# <center> Lesson 8 - Hypothesis Testing </center>

All we'll do today is go through one hypothesis testing exercise. Instead of using Monte-Carlo sampling, we'll appeal to the Central Limit Theorem.

Given $X_1, \cdots, X_n \sim Poisson(\lambda)$, we want to test:

$$H_0: \lambda < 5 \text{ (null hypothesis)}$$ 

$$H_1: \lambda \geq 5 \text{ (alternative hypothesis)}$$

## Data

Here's the data. The sample size is $n = 20$.

In [10]:
from numpy import array
x = array([1, 1, 3, 0, 1, 7, 7, 5, 5, 8, 6, 4, 9, 5, 6, 4, 5, 5, 4, 1])

## Compute the estimate

Write a function `estimate_lambda_hat(x)` that takes 

In [3]:
from numpy import mean
def estimate_lambda_hat(x):
    return mean(x)

## Find p-values using the Central Limit Theorem

Let $\hat{\Lambda}$ is (random) value of the sample mean.

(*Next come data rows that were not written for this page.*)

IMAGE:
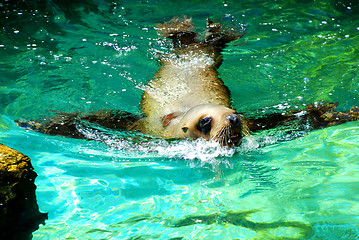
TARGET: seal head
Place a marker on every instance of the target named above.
(210, 122)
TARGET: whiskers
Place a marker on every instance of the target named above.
(228, 135)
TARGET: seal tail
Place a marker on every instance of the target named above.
(180, 30)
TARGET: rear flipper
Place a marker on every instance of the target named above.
(182, 32)
(316, 115)
(70, 124)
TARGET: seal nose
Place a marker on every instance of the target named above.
(233, 119)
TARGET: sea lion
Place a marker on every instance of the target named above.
(187, 99)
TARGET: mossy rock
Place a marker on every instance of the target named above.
(19, 212)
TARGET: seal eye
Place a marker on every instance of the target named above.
(204, 125)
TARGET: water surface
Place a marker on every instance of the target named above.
(80, 57)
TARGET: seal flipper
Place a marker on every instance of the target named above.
(68, 124)
(317, 115)
(218, 35)
(180, 30)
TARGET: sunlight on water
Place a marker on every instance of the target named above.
(82, 56)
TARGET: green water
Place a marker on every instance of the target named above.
(73, 56)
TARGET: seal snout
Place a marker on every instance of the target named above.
(233, 119)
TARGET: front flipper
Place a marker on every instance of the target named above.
(69, 124)
(316, 115)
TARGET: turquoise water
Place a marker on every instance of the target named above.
(98, 55)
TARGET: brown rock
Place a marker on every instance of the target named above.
(19, 212)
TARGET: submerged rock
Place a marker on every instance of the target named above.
(19, 212)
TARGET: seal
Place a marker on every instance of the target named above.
(187, 99)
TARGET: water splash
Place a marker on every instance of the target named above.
(135, 145)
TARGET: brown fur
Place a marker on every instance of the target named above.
(186, 98)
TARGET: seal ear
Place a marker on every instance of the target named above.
(185, 129)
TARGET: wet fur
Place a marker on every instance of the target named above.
(182, 84)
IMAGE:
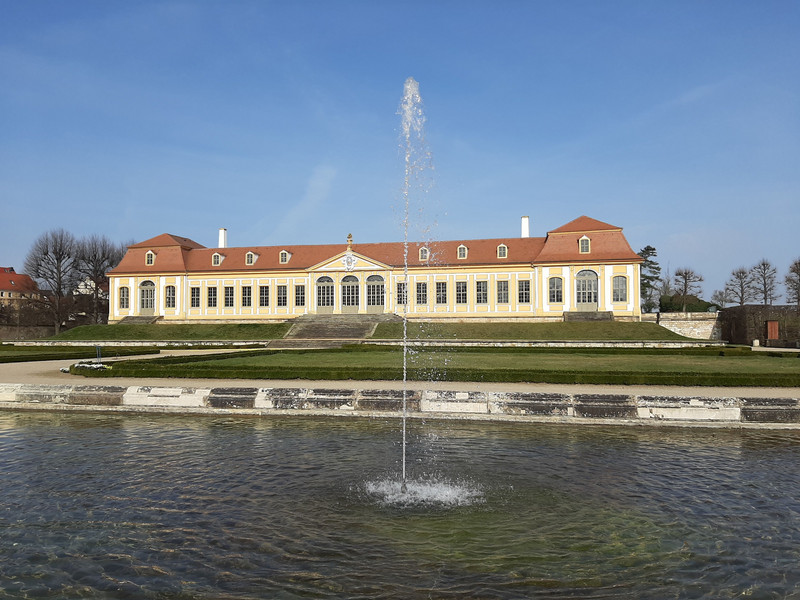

$$\hat{\Lambda} = \frac{1}{n}\sum_i X_i \quad \sim^a \quad Normal(\lambda, \frac{\lambda}{n})$$

Now we'll write a function `p_value(x, lambda_hyp)`, that does the following.

+ Computes $\hat{\lambda}$ from the data

+ Computes the p-value using the cdf of the Normal distribution:

$$\text{p-value = }P(\hat{\Lambda} > \hat{\lambda}) = 1 - P(\hat{\Lambda} \leq \hat{\lambda}) = 1 - F(\hat{\lambda})$$

where $F$ is the CDF of the normal

In [4]:
from numpy import sqrt, mean
from scipy.stats import norm

def p_value(x, lambda_hyp):
    lambda_hat = estimate_lambda_hat(x)
    m = lambda_hyp
    n = len(x)
    s = sqrt(lambda_hyp/n)
    return 1 - norm(m, s).cdf(lambda_hat)

In [5]:
p_value(x, lambda_hyp = 3.5)

0.021082465626681479

## Test

Write a function `test(x, lambda_hyp, alpha)` that returns the boolean `True` if the data "accepts" the Hypothesis and `False` if the data rejects it.

In [6]:
def test(x, lambda_hyp, alpha):
    p = p_value(x, lambda_hyp)
    return p > alpha

In [12]:
test(x, lambda_hyp = 3.4, alpha = .01), test(x, lambda_hyp = 3.8, alpha = .1)

(True, True)

## Discuss

+ When $\alpha = 0.01$, what is the lowest value of $\lambda$ that the data "accepts"?

+ When $\alpha = 0.1$, what is the lowest value of $\lambda$ that the data "accepts"?

+ What do these values mean in terms of Type 1 and Type 2 error? 

+ Graphically, how should we understand this?